I am very happy with a solution where I can let IMatch identify which files that needs special care (by determining which files that has conflicting metadata, and which tags need to be deleted).

Then the only problem is that I dont have any clue on scripting, so I can only hope that someone else can make such a script.

I did not understand how a metadata panel could do this. As I understand it, I then have to know in advance which tags that potentially can have conflicting metadata, and then compare them manually before writeback. This is also very time consuming.

Quoteit's easy to write a small script which compares the IPTC/XMP data in the database before the write back.

The cr2 files is not so much the problem since deleting iptc and xmp from these files is easy (together with some exif fields that I know about, and I have already done that for many of my files). The most challenging job is conflicting metadata in the xmp sidecar. Is there any way to set a Metadata 2 setting so that editing embedded iptc/xmp/exif is not allowed for cr2, but for the xmp sidecar this is allowed? If so I think the problem should be solved  :)
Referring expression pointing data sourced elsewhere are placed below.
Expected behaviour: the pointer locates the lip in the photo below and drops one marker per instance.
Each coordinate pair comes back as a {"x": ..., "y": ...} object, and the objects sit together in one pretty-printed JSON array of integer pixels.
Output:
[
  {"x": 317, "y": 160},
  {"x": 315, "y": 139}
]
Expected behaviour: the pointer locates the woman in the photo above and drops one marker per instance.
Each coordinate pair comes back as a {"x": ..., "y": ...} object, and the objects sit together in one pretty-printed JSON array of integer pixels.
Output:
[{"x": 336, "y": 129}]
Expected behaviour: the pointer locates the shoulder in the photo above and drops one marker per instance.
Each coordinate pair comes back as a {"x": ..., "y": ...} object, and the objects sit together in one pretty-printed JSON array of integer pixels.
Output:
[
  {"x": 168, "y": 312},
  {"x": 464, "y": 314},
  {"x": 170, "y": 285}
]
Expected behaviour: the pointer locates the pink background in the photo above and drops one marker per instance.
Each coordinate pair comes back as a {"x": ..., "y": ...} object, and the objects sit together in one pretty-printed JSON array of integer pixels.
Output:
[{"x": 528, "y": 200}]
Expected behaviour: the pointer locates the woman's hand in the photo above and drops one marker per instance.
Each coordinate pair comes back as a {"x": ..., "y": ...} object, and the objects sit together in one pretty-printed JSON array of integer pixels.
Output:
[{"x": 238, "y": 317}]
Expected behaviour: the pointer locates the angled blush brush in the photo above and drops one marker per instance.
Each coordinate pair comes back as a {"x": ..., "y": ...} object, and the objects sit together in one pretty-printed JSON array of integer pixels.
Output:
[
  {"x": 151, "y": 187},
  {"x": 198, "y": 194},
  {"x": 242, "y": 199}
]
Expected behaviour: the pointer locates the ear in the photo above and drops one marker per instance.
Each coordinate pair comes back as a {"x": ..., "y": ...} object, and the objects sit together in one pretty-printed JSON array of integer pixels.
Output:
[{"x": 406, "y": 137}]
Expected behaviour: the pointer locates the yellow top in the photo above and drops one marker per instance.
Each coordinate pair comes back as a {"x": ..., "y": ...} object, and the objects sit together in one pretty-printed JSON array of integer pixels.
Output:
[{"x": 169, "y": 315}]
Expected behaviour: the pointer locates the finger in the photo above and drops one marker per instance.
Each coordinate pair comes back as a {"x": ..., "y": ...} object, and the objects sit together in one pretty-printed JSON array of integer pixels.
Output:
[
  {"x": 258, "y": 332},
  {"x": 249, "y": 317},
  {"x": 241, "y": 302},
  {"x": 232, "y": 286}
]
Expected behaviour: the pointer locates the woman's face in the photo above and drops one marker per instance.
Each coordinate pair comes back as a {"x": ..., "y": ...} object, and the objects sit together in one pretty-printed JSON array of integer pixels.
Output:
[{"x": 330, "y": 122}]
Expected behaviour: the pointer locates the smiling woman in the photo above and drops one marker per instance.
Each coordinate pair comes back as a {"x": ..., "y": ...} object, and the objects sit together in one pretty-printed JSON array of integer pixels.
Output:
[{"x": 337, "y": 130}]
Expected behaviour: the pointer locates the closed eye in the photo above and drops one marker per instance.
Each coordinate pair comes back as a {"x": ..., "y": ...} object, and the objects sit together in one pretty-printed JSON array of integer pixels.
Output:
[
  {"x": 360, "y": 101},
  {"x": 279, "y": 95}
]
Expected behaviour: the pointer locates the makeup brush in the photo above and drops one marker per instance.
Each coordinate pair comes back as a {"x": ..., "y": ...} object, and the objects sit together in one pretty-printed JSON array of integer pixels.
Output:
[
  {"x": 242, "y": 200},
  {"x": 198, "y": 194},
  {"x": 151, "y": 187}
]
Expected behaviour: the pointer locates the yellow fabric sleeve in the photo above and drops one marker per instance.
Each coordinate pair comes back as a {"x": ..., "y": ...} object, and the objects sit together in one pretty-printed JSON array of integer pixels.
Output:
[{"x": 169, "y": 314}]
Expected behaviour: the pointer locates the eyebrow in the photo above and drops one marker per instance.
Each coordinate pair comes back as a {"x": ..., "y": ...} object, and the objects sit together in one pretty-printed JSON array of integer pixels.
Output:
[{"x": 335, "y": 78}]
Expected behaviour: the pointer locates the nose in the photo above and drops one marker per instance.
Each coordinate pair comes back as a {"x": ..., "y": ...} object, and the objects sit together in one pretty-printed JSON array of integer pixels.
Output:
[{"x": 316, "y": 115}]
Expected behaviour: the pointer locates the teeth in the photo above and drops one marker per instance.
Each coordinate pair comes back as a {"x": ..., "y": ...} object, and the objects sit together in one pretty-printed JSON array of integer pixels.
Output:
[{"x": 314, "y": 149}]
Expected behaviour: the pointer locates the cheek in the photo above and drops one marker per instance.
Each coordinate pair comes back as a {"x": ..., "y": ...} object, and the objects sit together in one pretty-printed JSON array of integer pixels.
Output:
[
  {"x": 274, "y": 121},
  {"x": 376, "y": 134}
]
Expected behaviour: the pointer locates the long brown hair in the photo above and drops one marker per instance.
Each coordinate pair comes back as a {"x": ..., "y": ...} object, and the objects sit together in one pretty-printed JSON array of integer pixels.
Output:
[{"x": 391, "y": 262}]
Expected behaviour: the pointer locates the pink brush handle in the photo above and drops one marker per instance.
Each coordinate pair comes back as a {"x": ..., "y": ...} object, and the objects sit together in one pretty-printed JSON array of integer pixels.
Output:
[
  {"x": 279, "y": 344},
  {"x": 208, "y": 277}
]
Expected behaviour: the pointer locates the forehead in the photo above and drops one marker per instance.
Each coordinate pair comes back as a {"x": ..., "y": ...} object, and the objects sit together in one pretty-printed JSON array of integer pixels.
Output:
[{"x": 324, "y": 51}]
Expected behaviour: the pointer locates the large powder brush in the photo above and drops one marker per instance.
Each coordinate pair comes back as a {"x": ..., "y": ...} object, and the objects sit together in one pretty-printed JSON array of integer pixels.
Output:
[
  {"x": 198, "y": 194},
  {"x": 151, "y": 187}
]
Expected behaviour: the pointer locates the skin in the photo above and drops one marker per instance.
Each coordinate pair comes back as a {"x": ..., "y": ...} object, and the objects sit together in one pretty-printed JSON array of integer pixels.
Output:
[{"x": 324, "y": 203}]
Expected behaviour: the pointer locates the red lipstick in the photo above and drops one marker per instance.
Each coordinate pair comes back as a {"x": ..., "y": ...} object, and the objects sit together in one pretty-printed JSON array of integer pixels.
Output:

Sorry for asking so many questions on this, but it is really important for me to find a good solution. This part is the one step that steals the most time from me in my daily workflow!

Kim

Mario

Doing what you ask to do would require IMatch to re-implement all the logic that's intrinsic in ExifTool plus the entire mapping section of the MWG standard document. And this only for the specific case where a user deliberately lets his metadata go out of synch. I doubt that I will find time for that.

KimAbel

Ok. That I understand can be difficult.

I guess that switching back to the default for cr2 files (allow "write IPTC", "write EXIF" and not to "allow create IPTC/EXIF/GPS") after I have deleted the xmp/iptc and the troublesome exif data from my cr2 dont solve the problem either, because if IMatch finds a iptc or exif tag in the xmp sidecar that does not exist in the cr2, IM will encounter conflicts (because it has to create this tag in the cr2)?


So the only option to deal with this (since I want to keep my cr2 clean) would be:

1 - Hope that someone can write a script that checks for conflicts

2 - Disable mwg compliance (not good)

3 - Keep going as I have been doing, and delete every tag that I find with conflicts

4 - Allow to write to cr2 (not desired)


Thanks for your patience Mario  :)


Kim Abel

Mario

This is usually all pretty easy...

When IMatch imports a file, it imports existing IPTC/EXIF (from your CR2) into the XMP record. It also merges an existing XMP sidecar file into the mix. That's what goes into the database.

When you change XMP metadata in IMatch that needs to be mapped to IPTC/EXIF, IMatch writes the changes to the XMP sidecar, and then updates the IPTC/EXIF record in the CR2. No conflicts, data properly synchronized, no problem.

The important bit: If your files contain IPTC/EXIF data, let IMatch update it. Else you will have to live with mismatches, conflicting metadata etc. To avoid exactly that I have devoted months of my life to get all this mapping logic working. Just let IMatch do it.